In einzelnen Masernausbrüchen wie derzeit in Berlin mit bislang über 1.000
gemeldeten Erkrankungen kommen Defizite im Impfschutz von Teilen der
Bevölkerung zum Ausdruck. Dennoch besteht Aussicht, dass das vorhandene
Instrumentarium verbunden mit verstärkten Anstrengungen des öffentlichen
Gesundheitsdienstes ausreicht, um erforderliche Verbesserungen der Impfquoten zu
erreichen. Dass das auf der Freiwilligkeit der Impfentscheidung beruhende
Instrumentarium weniger in Grundrechte eingreift und grundsätzlich zur Erreichung
der Impfziele geeignet ist, ist bei der Prüfung der Verhältnismäßigkeit der Einführung
einer Impfpflicht zu berücksichtigen. Um auch lokale Krankheitsausbrüche zu
verhindern und den nötigen Beitrag zur Elimination der Masern zu leisten, sind
allerdings weitere Anstrengungen erforderlich.
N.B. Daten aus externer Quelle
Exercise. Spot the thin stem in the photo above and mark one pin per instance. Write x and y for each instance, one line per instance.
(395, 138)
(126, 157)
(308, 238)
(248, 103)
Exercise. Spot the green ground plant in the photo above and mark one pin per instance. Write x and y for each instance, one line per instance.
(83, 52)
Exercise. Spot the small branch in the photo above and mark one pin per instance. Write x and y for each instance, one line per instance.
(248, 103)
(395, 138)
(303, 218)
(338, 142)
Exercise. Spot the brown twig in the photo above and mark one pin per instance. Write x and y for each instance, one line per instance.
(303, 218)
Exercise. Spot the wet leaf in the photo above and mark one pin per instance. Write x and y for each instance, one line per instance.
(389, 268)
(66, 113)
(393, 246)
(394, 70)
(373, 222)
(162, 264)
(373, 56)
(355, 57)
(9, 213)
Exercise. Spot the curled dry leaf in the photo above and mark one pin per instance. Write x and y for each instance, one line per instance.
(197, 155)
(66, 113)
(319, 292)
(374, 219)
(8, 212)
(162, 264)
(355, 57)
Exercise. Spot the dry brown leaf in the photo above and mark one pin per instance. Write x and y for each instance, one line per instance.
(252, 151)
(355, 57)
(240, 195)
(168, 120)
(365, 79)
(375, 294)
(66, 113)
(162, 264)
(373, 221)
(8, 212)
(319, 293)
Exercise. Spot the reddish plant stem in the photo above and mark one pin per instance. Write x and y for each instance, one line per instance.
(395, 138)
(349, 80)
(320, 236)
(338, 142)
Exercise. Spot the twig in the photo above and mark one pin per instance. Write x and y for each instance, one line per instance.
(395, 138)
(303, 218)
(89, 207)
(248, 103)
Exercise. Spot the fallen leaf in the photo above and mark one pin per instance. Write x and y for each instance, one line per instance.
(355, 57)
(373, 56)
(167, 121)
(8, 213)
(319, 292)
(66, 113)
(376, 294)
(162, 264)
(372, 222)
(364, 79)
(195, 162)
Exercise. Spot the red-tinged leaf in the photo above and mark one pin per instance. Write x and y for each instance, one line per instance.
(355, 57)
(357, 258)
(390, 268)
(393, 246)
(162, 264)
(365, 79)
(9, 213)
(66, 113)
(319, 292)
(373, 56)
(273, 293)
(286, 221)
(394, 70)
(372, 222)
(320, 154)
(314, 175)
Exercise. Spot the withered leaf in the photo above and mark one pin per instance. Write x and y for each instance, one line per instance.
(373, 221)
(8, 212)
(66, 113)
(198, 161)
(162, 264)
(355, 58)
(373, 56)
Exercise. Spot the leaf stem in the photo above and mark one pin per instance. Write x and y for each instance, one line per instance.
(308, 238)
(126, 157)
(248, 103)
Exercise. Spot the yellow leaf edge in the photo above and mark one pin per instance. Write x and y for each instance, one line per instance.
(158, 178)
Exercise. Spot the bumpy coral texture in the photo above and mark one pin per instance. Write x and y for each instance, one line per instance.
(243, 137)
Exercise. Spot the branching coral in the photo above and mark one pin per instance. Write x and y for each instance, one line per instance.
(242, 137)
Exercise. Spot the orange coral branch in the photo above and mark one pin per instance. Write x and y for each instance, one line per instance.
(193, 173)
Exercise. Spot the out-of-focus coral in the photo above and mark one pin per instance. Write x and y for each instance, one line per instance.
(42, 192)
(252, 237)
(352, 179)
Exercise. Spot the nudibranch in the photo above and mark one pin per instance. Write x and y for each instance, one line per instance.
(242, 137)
Aus der vom Petenten beworbenen Internetseite wird deutlich, dass der Petent sich
nicht lediglich gegen eine Impfpflicht, sondern gegen Schutzimpfungen an sich
ausspricht. Die Zahl der Menschen, die Schutzimpfungen kategorisch ablehnen, ist
bislang nicht so groß, dass die etwa zur Ausrottung der Masern erforderliche
Impfquote nicht erreicht werden könnte. Bislang kann die überwältigende Mehrheit
der Menschen mit Information und Beratung erreicht und vom Nutzen der
Impfprävention überzeugt werden. Auch Ereignisse wie der Ausbruch in Berlin
machen der Öffentlichkeit deutlich, dass die Masern eine sehr hohe
Ansteckungsfähigkeit und einen nicht unbeachtlichen Anteil klinisch schwerer
Verläufe aufweisen. Moderne Masern-Impfstoffe sind demgegenüber allgemein sehr
gut verträglich und bringen sehr selten Komplikationen mit sich.
Vom Deutschen Bundestag wurde am 18.06.2015 das "Gesetz zur Stärkung der
Gesundheitsförderung und der Prävention (Präventionsgesetz - PrävG)"
beschlossen. Eine generelle Impfpflicht sieht das Gesetz nicht vor. Das PrävG
konkretisiert dagegen die Überprüfung und Beratung in Bezug auf den Impfstatus als
Bestandteil der Gesundheitsuntersuchungen für Erwachsene und der
Gesundheitsuntersuchungen für Kinder und Jugendliche. Um eine höhere
Beteiligung an den von der STIKO empfohlenen Schutzimpfungen auch bereits bei
Kindern, die in eine Kindertagesstätte aufgenommen werden, zu erreichen, wird der
Nachweis einer vorherigen ärztlichen Beratung in Bezug auf den Impfschutz
vorgesehen.
Vor dem Hintergrund des Dargelegten vermag der Petitionsausschuss ein weiteres
Tätigwerden nicht in Aussicht zu stellen und empfiehlt daher, das Petitionsverfahren
abzuschließen, weil dem Anliegen entsprochen worden ist.